Primeiro, ao levantar-me da cama, tropecei no tapete e caí... no exacto momento em um pedaço do tecto caiu no espaço que eu ocupava instantes antes! Sorte, pensei eu enquanto curava o lanho que fiz na cabeça, que cair contra a mesa de cabeceira é duro! Sorte diabólica, que sorte mesmo era não ter caído nem o tecto nem eu... Mas, depois de telefonar ao senhorio, que ao contrário do habitual e contra a sua própria personalidade se prontificou a arranjar o estrago, lá fiz a minha higiene ( que não é feita de ano a ano, é diária, muito ao contrário do que possam pensar...) e segui a minha vidita.

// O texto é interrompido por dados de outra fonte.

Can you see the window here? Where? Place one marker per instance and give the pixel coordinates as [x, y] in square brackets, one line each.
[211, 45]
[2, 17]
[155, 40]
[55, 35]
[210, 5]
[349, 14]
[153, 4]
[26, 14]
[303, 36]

Saí de casa, fui ao café, pedi o pequeno-almoço e lá estava a tal vizinha que me enchia os sonhos e preenchia as fantasias. Um mero bom-dia era tudo o que ela me tinha dado até então, mas naquele dia ela juntou-se a mim, conversámos um pouco e foi ela que sugeriu jantarmos juntos nessa noite, que a sexta é propícia a saídas... Sorte, pensei eu ao sair do café, rumo ao meu trabalho. Mais uma sorte inesperada, esta a fazer o trabalho que a minha falta de ousadia não me tinha permitido efectuar...
Entrei no trabalho meio às escondidas, que já passavam dois minutos da hora e o patrão não é uma alma muito tolerante... E fui logo apanhado! Mas a conversa foi diferente... Chamou-me ao gabinete dele, disse-me que estava muito contente com o meu labor e que, como pensava expandir a empresa, que me ia promover, que ia passar a ganhar o triplo... Abuso de sorte! Já nem tinha palavras capazes de descrever este dia perfeito em que tudo parecia correr bem...
Mas aí senti uma dor na cabeça enorme... e abri os olhos! Estava deitado no chão, com a luz apagada, em cima do tapete e ainda eram três da manhã... A cabeça tinha um lanho de todo o tamanho, que devo ter feito ao cair... E a sorte passou para o reino dos sonhos!